ALCF's Riccardo Balin accepts the Best Paper award at the In Situ Infrastructures for Enabling Extreme-Scale Analysis and Visualization (ISAV) workshop at SC25.
ALCF researchers were awarded Best Paper at ISAV2025 for their development of a new tool for analyzing data transport strategies in coupled AI-simulation workflows.
A team of researchers from the U.S. Department of Energy’s (DOE) Argonne National Laboratory received the Best Paper Award at the In Situ Infrastructures for Enabling Extreme-Scale Analysis and Visualization (ISAV) workshop, held as part of the SC25 conference in November in Saint Louis.
The team’s paper, “In-Transit Data Transport Strategies for Coupled AI-Simulation Workflow Patterns,” introduces a high-performance computing (HPC) workflow analysis tool, SimAI-Bench. The researchers used the tool to develop mini-apps (simplified versions of real scientific workflows) to benchmark difference data transport strategies on the Aurora supercomputer at Argonne Leadership Computing Facility (ALCF). The ALCF is a U.S. DOE Office of Science user facility located at Argonne National Laboratory.
“Coupled AI-simulation workflows are increasingly the standard workflows that users deploy at HPC facilities, so there’s a need for performance analysis and prototyping tools that match these workflows’ increasing complexity,” said Harikrishna Tummalapalli, a postdoctoral researcher at the ALCF and coauthor of the paper. “SimAI-Bench allows users to prototype and evaluate such coupled workflows.”
Tummalapalli’s collaborators on the paper include ALCF colleagues Riccardo Balin and Christine Simpson; Andrew Park, Aymen Alsaadi, and Shantenu Jha of Rutgers University; Hewlett Packard Enterprise’s Andrew E. Shao; and Wesley H. Brewer of DOE’s Oak Ridge National Laboratory.

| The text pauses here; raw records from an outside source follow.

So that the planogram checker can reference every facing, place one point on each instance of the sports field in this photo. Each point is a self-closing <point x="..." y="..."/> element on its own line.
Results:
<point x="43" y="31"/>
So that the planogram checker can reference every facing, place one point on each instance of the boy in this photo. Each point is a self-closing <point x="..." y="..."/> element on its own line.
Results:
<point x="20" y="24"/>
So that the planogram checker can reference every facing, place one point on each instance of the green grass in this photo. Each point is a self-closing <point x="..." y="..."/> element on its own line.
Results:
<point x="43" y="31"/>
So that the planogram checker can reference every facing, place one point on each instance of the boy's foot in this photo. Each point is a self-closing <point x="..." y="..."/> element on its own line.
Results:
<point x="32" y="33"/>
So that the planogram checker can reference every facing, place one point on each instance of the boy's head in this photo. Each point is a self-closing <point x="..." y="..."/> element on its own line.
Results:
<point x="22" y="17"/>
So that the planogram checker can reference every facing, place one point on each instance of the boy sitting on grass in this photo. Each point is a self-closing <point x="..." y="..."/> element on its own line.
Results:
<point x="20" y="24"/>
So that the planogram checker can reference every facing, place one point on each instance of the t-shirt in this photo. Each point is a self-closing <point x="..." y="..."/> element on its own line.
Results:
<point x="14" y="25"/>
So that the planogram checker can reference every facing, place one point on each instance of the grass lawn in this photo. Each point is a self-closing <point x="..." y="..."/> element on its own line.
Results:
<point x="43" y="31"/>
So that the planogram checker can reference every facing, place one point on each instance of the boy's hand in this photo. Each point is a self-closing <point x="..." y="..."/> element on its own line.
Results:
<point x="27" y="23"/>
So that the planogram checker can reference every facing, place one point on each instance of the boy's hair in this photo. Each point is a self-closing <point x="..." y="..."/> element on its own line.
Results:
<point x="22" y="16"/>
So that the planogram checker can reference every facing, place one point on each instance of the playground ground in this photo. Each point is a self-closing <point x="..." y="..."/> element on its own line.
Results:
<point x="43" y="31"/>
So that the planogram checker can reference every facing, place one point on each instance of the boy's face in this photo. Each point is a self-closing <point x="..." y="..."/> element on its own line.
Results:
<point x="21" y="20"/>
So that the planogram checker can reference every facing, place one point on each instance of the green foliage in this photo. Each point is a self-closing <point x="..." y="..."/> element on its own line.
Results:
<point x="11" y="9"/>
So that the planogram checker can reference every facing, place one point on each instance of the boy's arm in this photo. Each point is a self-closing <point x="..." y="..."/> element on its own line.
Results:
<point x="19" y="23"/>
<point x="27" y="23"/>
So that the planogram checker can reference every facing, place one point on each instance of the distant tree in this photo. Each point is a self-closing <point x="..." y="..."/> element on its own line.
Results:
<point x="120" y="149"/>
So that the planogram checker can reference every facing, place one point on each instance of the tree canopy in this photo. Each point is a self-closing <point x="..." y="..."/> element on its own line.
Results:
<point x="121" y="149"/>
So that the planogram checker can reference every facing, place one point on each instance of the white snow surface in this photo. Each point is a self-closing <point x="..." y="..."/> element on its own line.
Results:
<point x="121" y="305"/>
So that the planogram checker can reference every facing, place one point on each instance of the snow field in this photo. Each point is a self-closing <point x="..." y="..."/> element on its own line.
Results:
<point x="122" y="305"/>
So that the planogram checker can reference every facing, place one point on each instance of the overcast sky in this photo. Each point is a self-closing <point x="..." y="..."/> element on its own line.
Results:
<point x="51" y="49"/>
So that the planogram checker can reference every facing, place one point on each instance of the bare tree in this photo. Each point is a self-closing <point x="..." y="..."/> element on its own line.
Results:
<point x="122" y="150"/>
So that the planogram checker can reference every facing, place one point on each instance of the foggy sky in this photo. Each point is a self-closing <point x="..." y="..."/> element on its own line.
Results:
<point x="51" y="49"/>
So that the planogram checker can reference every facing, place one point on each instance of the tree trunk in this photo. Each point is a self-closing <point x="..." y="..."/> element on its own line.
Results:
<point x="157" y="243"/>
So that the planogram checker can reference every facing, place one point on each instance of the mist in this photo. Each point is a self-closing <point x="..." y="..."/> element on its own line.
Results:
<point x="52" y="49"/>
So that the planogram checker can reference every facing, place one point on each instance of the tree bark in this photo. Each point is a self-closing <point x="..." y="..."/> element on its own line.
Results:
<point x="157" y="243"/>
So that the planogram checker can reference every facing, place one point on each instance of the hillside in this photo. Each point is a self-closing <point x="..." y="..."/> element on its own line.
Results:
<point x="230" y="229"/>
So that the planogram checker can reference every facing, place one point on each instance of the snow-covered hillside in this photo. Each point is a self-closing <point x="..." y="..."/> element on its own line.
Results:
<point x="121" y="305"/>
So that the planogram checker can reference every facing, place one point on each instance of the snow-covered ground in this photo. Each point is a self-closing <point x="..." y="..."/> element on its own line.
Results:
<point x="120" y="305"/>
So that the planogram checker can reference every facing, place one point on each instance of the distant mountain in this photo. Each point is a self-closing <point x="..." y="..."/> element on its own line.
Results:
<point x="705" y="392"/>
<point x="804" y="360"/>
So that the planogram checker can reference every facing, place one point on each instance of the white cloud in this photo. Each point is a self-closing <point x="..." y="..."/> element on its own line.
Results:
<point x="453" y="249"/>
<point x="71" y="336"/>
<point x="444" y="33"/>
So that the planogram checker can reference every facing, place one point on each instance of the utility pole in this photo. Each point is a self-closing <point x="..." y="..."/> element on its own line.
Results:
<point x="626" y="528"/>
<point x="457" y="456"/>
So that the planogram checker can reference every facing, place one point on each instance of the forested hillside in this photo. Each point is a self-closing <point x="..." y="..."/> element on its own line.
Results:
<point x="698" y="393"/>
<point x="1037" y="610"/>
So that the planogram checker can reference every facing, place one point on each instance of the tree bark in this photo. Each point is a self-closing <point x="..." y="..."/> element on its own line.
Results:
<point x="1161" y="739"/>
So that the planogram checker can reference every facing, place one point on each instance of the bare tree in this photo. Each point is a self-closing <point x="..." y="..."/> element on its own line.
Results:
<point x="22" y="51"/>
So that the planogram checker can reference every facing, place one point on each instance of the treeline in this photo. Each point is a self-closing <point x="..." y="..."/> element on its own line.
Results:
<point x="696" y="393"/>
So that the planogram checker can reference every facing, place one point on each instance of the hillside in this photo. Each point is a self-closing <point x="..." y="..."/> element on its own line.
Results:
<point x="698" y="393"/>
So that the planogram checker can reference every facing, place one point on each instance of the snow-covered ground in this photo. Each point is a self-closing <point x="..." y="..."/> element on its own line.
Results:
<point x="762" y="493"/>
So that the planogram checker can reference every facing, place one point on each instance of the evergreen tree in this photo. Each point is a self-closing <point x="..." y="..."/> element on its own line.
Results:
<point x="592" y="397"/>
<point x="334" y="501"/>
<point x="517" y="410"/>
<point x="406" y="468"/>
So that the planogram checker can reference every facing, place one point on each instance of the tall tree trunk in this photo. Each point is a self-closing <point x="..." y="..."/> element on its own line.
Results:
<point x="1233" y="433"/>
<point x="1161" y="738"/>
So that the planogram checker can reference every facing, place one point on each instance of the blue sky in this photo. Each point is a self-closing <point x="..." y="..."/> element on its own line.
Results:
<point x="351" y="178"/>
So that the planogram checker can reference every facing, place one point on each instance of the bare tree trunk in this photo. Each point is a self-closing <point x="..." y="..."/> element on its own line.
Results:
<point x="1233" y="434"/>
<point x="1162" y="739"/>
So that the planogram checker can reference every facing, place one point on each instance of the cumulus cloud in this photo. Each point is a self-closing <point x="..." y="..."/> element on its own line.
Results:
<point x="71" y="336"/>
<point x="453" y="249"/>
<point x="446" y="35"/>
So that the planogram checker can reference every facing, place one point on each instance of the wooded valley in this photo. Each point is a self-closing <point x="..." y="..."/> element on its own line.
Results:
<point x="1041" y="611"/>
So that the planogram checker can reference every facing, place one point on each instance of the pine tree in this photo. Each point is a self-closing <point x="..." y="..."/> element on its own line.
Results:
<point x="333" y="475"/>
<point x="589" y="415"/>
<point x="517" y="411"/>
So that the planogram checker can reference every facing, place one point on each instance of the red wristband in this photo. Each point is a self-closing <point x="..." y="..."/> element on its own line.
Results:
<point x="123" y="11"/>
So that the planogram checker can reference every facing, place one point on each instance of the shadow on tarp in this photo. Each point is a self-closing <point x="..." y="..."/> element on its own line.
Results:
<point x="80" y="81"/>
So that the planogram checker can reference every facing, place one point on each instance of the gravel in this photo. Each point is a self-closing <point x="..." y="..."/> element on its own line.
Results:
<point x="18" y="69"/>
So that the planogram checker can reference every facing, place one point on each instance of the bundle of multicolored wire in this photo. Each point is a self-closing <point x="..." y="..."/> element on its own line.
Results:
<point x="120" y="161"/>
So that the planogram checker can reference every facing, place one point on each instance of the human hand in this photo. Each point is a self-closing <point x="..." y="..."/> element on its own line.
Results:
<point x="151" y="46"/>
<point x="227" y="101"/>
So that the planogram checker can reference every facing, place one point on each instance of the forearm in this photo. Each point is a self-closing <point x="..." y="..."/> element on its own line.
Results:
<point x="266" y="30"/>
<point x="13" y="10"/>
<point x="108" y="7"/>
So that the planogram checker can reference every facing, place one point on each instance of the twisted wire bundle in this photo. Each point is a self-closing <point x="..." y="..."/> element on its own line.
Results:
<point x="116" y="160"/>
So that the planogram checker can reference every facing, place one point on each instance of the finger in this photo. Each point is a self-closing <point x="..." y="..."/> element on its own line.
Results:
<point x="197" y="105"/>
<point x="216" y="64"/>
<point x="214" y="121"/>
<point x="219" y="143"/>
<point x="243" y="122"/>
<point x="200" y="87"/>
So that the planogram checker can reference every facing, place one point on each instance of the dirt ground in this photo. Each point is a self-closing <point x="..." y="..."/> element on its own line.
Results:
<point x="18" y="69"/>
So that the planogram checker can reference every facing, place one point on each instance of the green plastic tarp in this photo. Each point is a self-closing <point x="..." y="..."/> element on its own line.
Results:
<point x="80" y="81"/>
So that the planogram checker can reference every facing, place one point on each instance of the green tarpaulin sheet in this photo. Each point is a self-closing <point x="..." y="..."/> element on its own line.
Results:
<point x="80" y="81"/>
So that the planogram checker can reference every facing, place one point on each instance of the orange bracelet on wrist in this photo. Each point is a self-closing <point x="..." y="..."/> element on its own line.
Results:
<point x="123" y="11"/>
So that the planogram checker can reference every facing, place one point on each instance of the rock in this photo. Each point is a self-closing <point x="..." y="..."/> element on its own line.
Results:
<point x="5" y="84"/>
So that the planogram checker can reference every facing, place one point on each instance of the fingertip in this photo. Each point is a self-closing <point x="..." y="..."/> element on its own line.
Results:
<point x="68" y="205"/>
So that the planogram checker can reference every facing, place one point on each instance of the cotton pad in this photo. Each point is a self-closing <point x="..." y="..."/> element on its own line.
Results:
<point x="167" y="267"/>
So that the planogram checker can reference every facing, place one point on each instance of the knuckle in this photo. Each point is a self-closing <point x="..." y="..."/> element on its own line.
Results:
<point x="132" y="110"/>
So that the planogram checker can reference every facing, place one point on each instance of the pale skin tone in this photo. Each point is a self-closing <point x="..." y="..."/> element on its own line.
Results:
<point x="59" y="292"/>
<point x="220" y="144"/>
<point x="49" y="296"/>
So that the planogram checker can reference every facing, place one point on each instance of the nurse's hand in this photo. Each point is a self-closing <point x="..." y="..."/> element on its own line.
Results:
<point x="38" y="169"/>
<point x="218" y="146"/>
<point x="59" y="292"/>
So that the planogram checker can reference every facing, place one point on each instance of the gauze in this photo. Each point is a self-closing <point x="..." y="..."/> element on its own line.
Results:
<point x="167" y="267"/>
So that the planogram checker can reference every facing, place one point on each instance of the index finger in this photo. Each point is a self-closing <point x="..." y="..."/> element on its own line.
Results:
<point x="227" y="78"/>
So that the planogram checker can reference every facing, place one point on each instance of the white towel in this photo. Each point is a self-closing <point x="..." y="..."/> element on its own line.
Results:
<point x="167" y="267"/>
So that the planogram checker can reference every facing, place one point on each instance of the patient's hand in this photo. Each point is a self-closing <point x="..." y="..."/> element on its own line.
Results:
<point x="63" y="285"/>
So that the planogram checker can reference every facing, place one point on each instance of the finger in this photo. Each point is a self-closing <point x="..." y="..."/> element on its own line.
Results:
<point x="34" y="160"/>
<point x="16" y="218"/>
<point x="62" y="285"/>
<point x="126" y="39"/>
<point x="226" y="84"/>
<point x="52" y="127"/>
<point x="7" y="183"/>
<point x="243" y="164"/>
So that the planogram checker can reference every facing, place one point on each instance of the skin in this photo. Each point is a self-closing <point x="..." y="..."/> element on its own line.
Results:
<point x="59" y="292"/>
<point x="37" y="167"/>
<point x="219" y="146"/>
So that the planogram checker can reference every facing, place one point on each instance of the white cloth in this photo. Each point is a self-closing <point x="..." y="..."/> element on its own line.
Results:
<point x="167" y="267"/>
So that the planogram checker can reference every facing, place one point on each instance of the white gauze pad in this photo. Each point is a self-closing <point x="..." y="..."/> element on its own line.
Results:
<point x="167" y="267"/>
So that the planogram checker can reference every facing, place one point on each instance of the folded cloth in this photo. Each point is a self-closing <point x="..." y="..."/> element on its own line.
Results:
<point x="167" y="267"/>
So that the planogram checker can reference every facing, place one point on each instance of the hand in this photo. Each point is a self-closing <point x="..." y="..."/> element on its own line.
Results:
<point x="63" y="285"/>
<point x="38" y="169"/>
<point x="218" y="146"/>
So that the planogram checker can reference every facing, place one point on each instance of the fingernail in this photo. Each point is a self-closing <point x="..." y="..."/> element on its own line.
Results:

The team’s study evaluates two workflows common on Aurora: a one-to-one pattern (taken from the nekRS-ML application) and a many-to-one pattern.
“The one-to-one workflow has collocated simulation and AI training instances, and the many-to-one workflow trains a single AI model from an ensemble of simulations,” Tummalapalli said.
“We found that in the one-to-one workflow, node-local and DragonHPC data-staging strategies provide excellent performance,” he noted. “For the many-to-one workflow, we show that data transport is an increasing bottleneck as the ensemble size grows. In such cases, among the strategies we tested, file systems provide the optimal solution.”